Deep Embedded Clustering, originally by Xie et al. and in a question on CV as well, assigns cluster memberships with a $$t$$-distribution, hardens them with a second power, and computes the KL divergence to optimise centroids and data representation in the latent layer of an autoencoder. My question is simply this: is it appropriate to use KL divergence in this situation, given that the variables are dependent and sum to any positive integer, not just one? Let me expand a bit more.

KL divergence can be interpreted as the dissimilarity of two distributions, $$Q$$ and $$P$$, where the entropy of their probability density function is compared: $$\text{KL}(P||Q) = \sum_{x\in X} P(x)\log\frac{P(x)}{Q(x)}$$ However, in the article Xie et al. use it with fuzzy cluster assignments. For example with two data points and two centroids, a matrix of cluster assignments $$Q$$ and the hardened assignments $$P$$ could look like this: $$Q=\begin{bmatrix}0.8&0.3\\0.2&0.7\end{bmatrix}\quad P=\begin{bmatrix}0.9&0.2\\0.1&0.8\end{bmatrix}$$ where the columns of the matrices represent data points belonging to clusters as rows. The columns are normalised to sum to 1. The hardening relates to the optimisation task, but it's not important here. What's important is that we have two different assignments for the same data.

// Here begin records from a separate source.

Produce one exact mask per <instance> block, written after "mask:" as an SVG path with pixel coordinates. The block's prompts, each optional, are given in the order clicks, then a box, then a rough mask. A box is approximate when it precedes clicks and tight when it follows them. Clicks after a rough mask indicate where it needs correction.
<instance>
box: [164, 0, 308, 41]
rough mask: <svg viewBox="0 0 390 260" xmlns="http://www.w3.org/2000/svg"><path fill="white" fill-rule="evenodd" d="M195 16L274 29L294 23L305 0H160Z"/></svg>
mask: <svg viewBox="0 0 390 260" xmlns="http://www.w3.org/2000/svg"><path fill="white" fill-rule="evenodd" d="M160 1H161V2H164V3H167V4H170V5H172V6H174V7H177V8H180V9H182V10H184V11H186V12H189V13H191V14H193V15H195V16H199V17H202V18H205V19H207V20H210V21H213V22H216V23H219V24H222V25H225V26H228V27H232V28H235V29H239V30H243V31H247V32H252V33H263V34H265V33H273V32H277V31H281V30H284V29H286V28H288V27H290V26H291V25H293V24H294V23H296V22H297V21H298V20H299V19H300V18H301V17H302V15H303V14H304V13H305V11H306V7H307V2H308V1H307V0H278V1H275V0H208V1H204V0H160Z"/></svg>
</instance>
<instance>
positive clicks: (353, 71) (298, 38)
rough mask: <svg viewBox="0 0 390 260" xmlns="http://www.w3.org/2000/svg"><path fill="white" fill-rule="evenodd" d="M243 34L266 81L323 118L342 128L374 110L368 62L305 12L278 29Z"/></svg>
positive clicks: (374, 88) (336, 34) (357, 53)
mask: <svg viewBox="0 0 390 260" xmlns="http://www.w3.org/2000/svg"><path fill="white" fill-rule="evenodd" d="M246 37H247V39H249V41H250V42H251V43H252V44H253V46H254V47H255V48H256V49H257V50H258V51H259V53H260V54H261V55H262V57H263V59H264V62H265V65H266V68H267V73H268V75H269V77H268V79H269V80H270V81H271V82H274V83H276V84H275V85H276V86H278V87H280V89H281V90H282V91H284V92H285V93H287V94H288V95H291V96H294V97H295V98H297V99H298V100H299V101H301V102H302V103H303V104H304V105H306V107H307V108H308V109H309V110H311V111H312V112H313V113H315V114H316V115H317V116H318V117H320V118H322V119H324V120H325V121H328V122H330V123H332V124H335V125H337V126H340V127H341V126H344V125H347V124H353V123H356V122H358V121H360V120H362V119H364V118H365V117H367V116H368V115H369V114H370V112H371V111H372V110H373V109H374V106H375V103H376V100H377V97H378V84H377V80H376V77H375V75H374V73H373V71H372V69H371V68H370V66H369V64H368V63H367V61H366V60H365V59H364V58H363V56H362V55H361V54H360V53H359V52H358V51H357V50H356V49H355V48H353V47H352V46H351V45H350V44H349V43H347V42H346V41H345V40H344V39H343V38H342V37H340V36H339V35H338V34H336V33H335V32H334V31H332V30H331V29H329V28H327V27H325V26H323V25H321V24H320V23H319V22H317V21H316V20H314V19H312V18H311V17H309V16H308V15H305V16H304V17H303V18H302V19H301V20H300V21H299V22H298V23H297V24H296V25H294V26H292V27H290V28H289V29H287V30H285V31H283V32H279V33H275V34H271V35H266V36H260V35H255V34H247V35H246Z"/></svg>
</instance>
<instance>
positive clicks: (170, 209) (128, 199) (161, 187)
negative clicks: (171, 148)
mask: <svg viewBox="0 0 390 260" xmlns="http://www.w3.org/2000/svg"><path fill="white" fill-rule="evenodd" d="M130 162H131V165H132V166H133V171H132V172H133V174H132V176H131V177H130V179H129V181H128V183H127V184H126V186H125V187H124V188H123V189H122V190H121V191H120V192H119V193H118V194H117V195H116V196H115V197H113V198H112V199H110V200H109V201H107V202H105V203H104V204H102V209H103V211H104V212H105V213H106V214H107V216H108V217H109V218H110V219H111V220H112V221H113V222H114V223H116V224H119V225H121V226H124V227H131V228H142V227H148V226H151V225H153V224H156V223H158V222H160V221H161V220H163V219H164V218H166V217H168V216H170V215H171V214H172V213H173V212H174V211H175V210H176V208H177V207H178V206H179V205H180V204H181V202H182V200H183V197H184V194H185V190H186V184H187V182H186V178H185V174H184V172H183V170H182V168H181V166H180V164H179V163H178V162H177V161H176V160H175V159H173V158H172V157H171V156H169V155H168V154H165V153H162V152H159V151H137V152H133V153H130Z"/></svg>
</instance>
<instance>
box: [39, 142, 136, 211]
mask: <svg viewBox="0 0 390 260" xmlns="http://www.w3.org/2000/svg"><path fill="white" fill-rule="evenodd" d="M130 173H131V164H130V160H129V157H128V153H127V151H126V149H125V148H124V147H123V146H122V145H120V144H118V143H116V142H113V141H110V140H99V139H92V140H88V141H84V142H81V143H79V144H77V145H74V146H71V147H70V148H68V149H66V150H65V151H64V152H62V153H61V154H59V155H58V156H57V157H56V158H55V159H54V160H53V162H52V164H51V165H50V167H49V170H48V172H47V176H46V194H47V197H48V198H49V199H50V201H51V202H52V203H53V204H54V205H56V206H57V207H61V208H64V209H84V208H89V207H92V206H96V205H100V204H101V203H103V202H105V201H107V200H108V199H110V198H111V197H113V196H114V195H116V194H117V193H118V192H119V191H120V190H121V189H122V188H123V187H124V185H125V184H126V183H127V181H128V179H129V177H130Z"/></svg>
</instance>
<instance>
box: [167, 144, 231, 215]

Xie et al. proceed to calculate the KL divergence from $$Q$$ and $$P$$. The output is certainly valid, reflecting the dissimilarity of the assignments. However, as I stated above, I'm suspicious. Two things concern me:

• Dependent variables: as the assignments of each data point are normalised, the variables are dependent. Does this affect the calculation?
• Not a proper probability density function: the values sum to the number of data points instead of 1. Does the distribution need to be always normalised to 1?

I think using $$\text{KL}$$ is appropriate here.
Normalising the distributions again would amount to multiplying them both with some value. Let's see it through in the $$\text{KL}$$ formula. $$\text{KL}(cP||cQ) = \sum_{x\in X} cP(x)\log\frac{cP(x)}{cQ(x)} = c\sum_{x\in X} P(x)\log\frac{P(x)}{Q(x)}$$ So turns out that the factor just scales the overall value of $$\text{KL}$$, having no practical effect in the optimisation process. Though scaling could be done just to be pedantic.